If you're self-employed, you must offer yourself a retirement savings plan. It's a great way to reduce your taxable income, save a nice portion of your income and invest for retirement. Over time, the amount you can contribute to these plans adjusts for cost of living inflation. Become familiar with how much you can put into your plan each year, and aim to contribute an amount that's as close to that number as you can. Below are the IRS 2013 limits for self-employment retirement plans: SIMPLE IRAs, SEP IRAs and Solo 401(k)s or Individual 401(k)s.
SIMPLE IRA Contribution Limits 2013
Freelancers or small-business owners can generally contribute $12,000 to a SIMPLE IRA in 2013, up from $11,500 in 2012. The catch-up contribution limit is $2,500, which is unchanged. What's a catch-up contribution? People age 50 or older may be able to add money each year as a way to either jump start or pad out their retirement savings. It doesn't matter if you've saved a bunch or nothing at all, if you're 50-plus you can save a little bit more. And those who save regularly understand that every little bit adds up. If you work for an employer, you should confirm whether they offer catch-up contributions. But if you're a one-person operation, go ahead and give yourself the catch-up option.
SEP IRA Contribution Limits 2013
Many small-business owners, and especially freelancers, have SEP IRAs. You can have a SEP and a 401(k), and contribute the maximum to both. Which, it turns out, adds up to be a lot of money. And even more in 2013 than the year before. SEP IRA contributions are made as a percentage of income. You can put away up to 25% of gross income to a SEP IRA in 2013, with a cap at $51,000. There's no catch-up contribution with a SEP, but with those kind of limits, who needs to catch up?

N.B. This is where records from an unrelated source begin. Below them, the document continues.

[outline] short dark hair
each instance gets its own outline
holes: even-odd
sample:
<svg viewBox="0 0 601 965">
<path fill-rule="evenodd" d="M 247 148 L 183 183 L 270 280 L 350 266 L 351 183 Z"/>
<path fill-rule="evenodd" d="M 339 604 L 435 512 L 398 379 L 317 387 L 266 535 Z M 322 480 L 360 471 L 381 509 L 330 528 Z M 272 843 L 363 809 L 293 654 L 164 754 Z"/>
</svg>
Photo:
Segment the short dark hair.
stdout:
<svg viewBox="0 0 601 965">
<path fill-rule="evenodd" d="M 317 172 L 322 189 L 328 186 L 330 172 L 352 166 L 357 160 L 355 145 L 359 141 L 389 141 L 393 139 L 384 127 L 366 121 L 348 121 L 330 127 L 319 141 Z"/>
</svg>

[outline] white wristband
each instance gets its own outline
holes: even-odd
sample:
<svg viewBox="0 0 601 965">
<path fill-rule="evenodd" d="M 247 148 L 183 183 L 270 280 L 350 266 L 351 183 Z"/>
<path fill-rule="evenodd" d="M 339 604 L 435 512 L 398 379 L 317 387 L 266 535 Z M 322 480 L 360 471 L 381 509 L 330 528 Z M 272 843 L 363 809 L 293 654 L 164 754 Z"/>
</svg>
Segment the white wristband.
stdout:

Individual 401(k) Contribution Limits 2013
If you want a traditional 401(k) without the corporate overlords, an individual 401(k) or solo 401(k) is the option for you. It works just like a 401(k), and contribution limits for 401(k)s rise in 2013 to $17,500. That's a lot of money, but there's even more to be saved if you (the employer) match contributions made by you (the employee) you can contribute an additional 20% to 25% of salary. The combined contribution amount can't be more than 100% of your pay, nor can it exceed $51,000 in 2013. If you're exceeding that limit, congratulations, you are a super saver. You probably don't even need to about the catch-up contribution of $5,500 available to those who are age 50 or older.
A Solo Roth 401(k) is very similar. The limits are similar, but contributions are made after-tax. Your investments and earnings generally grow tax-free, even when they are withdrawn at retirement. There's no catch-up contribution offered with a solo Roth 401(k).
Contribution Limits for Other Types of IRAs in 2013
Don't have a self-employed IRA yet? Figure out which self-employed retirement plan makes sense for your business. But don't just avoid retirement savings altogether. You owe it to your staff, and by that I mean yourself. Give yourself a tax break that feathers your nest egg. Max out self-employed IRA and 401(k) contributions in 2013.